Barely three years into office, it is becoming increasingly clear that NPP is taking for granted the fact that the actions and lifestyles of people can send signals to the electorate, and for that matter influence elections.
This paper has information that a recent research conducted at the instance of government has revealed that, even though the NPP could win the 2020 election, voters and party faithful are concerned about the wanton display of opulence, size of presidential convoys, profligate usage of security cars by party apparatchiks, and the failure to prosecute corrupt people.
It is in this light that THE NEW PUBLISHER finds it strange that people connected to government appear not sensitive to the tales of opulence and corruption in the air.
A recent call by a freight forwarder that the Auditor-General should not blame officials of the Ghana Revenue Authority (GRA) for the missing 1,000 auctioned vehicles because most of them were doled out to members of the NPP (FOR FREE) is disturbing.

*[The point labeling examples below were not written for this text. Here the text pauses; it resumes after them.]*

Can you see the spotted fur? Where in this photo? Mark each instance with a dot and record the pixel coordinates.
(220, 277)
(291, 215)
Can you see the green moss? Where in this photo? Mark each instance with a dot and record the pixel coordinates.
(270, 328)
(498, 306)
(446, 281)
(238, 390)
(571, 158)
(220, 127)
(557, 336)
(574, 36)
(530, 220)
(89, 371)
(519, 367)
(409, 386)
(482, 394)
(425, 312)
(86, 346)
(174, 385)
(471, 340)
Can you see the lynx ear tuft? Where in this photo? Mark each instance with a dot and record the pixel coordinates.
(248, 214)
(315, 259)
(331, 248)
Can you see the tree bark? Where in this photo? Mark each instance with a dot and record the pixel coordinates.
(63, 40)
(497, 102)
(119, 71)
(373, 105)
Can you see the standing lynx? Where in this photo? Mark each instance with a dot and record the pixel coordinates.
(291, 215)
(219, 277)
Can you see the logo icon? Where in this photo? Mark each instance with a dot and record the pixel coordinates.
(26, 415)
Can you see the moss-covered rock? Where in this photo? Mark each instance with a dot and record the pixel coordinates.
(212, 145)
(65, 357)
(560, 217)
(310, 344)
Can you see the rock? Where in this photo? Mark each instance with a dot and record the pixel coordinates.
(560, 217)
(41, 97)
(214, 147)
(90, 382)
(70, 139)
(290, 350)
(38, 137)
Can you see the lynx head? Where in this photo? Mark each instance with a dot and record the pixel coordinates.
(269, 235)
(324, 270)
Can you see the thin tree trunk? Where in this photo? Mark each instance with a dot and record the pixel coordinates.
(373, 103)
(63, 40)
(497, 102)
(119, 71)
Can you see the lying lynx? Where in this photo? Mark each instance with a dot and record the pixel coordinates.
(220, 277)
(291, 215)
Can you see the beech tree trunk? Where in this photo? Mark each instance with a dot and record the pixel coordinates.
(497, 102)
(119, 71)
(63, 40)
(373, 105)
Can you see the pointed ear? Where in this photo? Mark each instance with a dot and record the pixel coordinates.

Mr. Serebour Boateng, who works at the harbour, where confiscated vehicles are kept, said on radio: “The auctioned cars are with NPP boys. The Auditor-General should not bother coming to the post. He should go to the NPP headquarters. Corruption at the port under the NPP is worse off; it is a whole syndicate.”
To buttress his point, he cited how a female Customs officer, who was in charge of auction cars at the port, was transferred for refusing to give party boys auctioned vehicles.
This paper is also reliably informed of how a government appointee created a scene at the CEPS HQ because officials wouldn’t allow him to clear 145 cars. We are informed that the officer, who stood between the party boy and corruption, was later removed.
It’d been three long weeks since Boateng spewed the allegations that NPP boys had been sharing cars at the ports like groundnuts, but official sources are yet to respond.
The PDS saga, which also smells of fraud (according to Energy Minister John Peter Amewu) is still keeping the nation in limbo. Then bam, the rot at the Public Procurement Authority was uncovered, following the ‘Contract For Sale’ documentary by freelance investigative journalist, Manasseh Azure Awuni, in which the PPA boss was seen allegedly selling government contracts through his own private company, Talent Discovery Limited (TDL).
Even though President Akufo-Addo has suspended Mr. Agyenim Boateng Adjei, and reported him to the Office of Special Prosecution and Commission on Human Rights and Administrative Justice (CHRAJ) the perception is that this is one instance out of many.
People are talking about the Boakye Agyarko AMERI deal issue, the Australia visa saga, and the rots at BOST and Ghana Maritime.
While we may call them perceptions, they will be relevant in 2020. As a media house, can’t do more than reminding the government.